I say “some requirements” because it is impossible for any webpage to optimize its pages perfectly so that they have met all the requirements of the algorithm for any given search query.
I want to make two points:
- Know that none of the webpages is a perfect example.
- Ranking on Page 1 does not mean that every webpage delivered on the same algorithmic signals the same way.
How to Be Least Imperfect
OK, so we know that no one website can ever be perfectly optimized and that you can learn a lot from every result on the first page.
The goal is to be the least imperfect compared to the competition.
Being the least imperfect means:
- You have optimized your website as much as you possibly can to make it easy for search engines to crawl and index it.
- Your site offers a good user experience with great content.
- You have understood the competition for each query and implemented changes so that you are as good or better than them.

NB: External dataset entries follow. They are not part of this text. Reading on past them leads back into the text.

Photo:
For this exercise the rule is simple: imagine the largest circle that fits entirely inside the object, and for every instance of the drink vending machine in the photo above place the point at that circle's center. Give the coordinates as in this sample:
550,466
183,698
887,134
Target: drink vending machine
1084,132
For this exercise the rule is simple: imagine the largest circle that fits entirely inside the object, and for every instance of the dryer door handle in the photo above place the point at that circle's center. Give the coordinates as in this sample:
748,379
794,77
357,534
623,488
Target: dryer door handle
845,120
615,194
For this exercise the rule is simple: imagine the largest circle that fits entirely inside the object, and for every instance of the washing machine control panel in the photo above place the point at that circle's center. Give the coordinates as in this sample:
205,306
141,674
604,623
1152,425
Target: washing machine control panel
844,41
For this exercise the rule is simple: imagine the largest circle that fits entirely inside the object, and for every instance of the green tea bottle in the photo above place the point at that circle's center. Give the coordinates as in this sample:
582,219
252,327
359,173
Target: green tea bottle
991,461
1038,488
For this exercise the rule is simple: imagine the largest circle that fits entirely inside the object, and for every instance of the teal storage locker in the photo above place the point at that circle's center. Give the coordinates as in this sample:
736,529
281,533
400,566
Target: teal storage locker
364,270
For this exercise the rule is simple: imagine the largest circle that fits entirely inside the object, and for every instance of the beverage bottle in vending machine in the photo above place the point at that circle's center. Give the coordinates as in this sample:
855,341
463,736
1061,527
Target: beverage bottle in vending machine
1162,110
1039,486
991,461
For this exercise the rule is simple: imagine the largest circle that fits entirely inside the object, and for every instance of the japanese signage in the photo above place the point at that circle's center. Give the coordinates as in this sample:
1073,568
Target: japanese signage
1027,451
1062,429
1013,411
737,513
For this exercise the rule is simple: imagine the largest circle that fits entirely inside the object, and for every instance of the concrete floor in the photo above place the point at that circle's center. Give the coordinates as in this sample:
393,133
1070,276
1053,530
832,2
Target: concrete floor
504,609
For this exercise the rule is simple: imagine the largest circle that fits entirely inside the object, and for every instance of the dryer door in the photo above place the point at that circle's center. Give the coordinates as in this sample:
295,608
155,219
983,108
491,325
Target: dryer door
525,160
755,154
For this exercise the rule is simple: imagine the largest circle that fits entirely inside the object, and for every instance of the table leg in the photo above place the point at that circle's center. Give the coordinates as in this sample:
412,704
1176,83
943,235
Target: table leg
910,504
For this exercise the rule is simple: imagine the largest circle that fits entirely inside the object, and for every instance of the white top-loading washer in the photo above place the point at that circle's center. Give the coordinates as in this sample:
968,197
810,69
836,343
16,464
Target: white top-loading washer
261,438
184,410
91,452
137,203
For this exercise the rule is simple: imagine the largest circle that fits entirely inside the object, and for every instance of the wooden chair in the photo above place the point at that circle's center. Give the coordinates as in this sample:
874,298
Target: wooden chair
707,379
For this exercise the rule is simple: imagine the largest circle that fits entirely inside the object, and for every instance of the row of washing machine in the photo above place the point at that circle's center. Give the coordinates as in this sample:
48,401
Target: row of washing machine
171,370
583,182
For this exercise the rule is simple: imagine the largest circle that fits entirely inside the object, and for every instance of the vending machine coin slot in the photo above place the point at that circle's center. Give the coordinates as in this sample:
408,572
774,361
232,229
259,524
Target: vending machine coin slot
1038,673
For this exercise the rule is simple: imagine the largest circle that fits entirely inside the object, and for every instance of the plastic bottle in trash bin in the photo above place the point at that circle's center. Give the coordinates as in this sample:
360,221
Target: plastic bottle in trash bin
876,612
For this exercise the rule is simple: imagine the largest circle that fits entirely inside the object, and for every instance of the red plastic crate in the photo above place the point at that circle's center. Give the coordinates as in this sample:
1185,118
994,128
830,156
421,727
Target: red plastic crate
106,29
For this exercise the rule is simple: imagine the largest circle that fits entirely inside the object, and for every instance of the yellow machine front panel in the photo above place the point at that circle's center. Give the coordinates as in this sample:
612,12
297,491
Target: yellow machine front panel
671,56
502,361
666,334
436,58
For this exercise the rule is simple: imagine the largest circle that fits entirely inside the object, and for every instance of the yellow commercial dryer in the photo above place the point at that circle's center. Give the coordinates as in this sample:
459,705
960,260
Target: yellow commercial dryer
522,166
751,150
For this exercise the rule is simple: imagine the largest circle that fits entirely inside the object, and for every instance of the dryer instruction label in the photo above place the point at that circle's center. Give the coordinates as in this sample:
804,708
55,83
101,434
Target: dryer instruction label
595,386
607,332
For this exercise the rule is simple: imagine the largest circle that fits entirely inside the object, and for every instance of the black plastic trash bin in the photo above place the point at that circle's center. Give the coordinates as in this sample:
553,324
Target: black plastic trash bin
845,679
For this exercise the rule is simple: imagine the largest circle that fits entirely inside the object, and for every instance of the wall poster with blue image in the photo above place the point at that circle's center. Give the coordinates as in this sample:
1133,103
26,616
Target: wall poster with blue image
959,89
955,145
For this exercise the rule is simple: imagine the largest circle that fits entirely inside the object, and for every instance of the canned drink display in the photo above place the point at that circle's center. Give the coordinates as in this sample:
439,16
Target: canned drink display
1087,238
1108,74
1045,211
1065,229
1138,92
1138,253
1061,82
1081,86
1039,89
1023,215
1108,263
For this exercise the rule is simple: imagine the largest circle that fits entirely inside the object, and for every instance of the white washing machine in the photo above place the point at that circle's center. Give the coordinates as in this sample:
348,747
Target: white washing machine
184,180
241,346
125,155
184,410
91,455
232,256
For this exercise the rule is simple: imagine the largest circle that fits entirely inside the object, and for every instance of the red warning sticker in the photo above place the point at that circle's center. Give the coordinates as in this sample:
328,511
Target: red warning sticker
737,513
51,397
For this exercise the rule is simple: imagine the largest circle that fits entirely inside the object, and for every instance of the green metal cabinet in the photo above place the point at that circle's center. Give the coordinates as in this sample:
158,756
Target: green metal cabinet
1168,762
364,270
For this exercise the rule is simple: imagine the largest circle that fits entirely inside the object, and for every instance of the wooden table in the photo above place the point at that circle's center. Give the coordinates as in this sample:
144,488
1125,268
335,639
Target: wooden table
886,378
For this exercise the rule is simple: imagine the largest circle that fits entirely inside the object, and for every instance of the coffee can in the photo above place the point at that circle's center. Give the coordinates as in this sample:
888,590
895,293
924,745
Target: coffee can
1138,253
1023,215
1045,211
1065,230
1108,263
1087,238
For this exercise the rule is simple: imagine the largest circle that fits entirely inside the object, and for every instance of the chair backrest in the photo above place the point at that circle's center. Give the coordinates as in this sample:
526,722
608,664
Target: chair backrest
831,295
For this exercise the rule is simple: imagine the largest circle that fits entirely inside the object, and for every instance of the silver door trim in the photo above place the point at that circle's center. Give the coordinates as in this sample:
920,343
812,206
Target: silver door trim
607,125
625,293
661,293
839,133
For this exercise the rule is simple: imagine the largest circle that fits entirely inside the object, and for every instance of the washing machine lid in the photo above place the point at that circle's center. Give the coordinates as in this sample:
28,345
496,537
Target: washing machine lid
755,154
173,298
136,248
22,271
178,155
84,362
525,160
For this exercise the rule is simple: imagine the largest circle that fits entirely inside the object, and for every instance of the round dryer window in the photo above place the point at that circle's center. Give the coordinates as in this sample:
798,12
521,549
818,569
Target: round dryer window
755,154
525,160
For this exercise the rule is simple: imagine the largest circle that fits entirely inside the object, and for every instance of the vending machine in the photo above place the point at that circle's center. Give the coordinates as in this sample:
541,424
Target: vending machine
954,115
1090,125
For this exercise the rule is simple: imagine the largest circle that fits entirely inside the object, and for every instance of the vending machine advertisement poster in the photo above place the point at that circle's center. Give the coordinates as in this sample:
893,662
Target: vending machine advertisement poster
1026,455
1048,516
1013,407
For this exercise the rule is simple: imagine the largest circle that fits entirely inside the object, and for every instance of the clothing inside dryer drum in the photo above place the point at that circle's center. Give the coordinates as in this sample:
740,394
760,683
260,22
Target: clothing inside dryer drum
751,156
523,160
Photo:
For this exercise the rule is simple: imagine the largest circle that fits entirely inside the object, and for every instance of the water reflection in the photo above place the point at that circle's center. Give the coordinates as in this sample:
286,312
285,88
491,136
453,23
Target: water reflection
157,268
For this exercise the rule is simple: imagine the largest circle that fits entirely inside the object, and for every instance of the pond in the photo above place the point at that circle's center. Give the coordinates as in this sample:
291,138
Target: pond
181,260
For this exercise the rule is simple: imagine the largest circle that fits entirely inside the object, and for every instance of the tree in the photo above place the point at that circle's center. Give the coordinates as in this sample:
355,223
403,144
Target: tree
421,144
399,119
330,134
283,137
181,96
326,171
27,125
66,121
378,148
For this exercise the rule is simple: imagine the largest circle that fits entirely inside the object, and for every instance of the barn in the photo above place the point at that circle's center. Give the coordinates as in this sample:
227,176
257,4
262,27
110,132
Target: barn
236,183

Of course, you will sometimes run into situations where beating the competition seems impossible – like when you are up against a giant.
But you will make decisions about your competitive strategy based on ongoing research, analysis, and wisdom.
For more, I suggest reading:
- How to Do Competitor Research for SEO
- How to Beat the Giants in the Search Results
- How to Adapt to SEO in a Zero-Click World
Remember this: Appearing on Page 1 anywhere is a win. If your site is on the first page, you’ve beaten millions of other results for a particular query.
At that point, you’re in the game. Now you can begin to tweak your website and SEO strategy so that your brand perhaps ranks higher or gets more attention in the search results.
And this will be based on the information that the whole SERP reveals.
Need help jumping to the front of the line? Sign up for a free consultation today to learn more about how to beat your competition with SEO.
FAQ: Should I focus on beating the organic listing just above us or aim to beat the No. 1 listing in search results?
The short answer is “neither.”
As part of your search engine results page (SERP) analysis, you must take an omnibus view. Competition resides throughout all results on Page 1. This omnibus view gives valuable insights from various sources and allows you to tailor your SEO strategy accordingly.
Consider that not all listings on a SERP are direct competitors of your website. Google’s direct answers, Wikipedia pages, or government websites could all serve varying functions that require different approaches if they’re to rank highly in search results. Analyze why these listings rank well and include pertinent elements in your website design.
Search results analysis is an effective way of uncovering vital information regarding user intent and search rankings. By closely inspecting SERP results, it’s possible to gain invaluable insight into which types of pages or content search engines find most pertinent to a given query. Use this valuable information to fine-tune your SEO strategy so that it satisfies both user expectations as well as search engine expectations.
Search engine optimization is nearly impossible to master, as no website can fulfill all algorithmic requirements. Take lessons from all SERP listings rather than focusing on just one to beat. Apply your knowledge gained to your SEO strategies so that your efforts match or surpass those of your competitors.
Focusing exclusively on organic listings directly above you or trying to reach the top spot is not the most effective way to optimize your SEO strategy; your results may not be optimal.
Instead, adopting a holistic strategy, analyzing SERP results, and continuously optimizing your website will help ensure high search engine rankings.
Remember — Appearing on Page 1 of SERP results should always be seen as a major achievement. Using the information gleaned from all SERP results can lead to continued success and should always be leveraged as part of that achievement.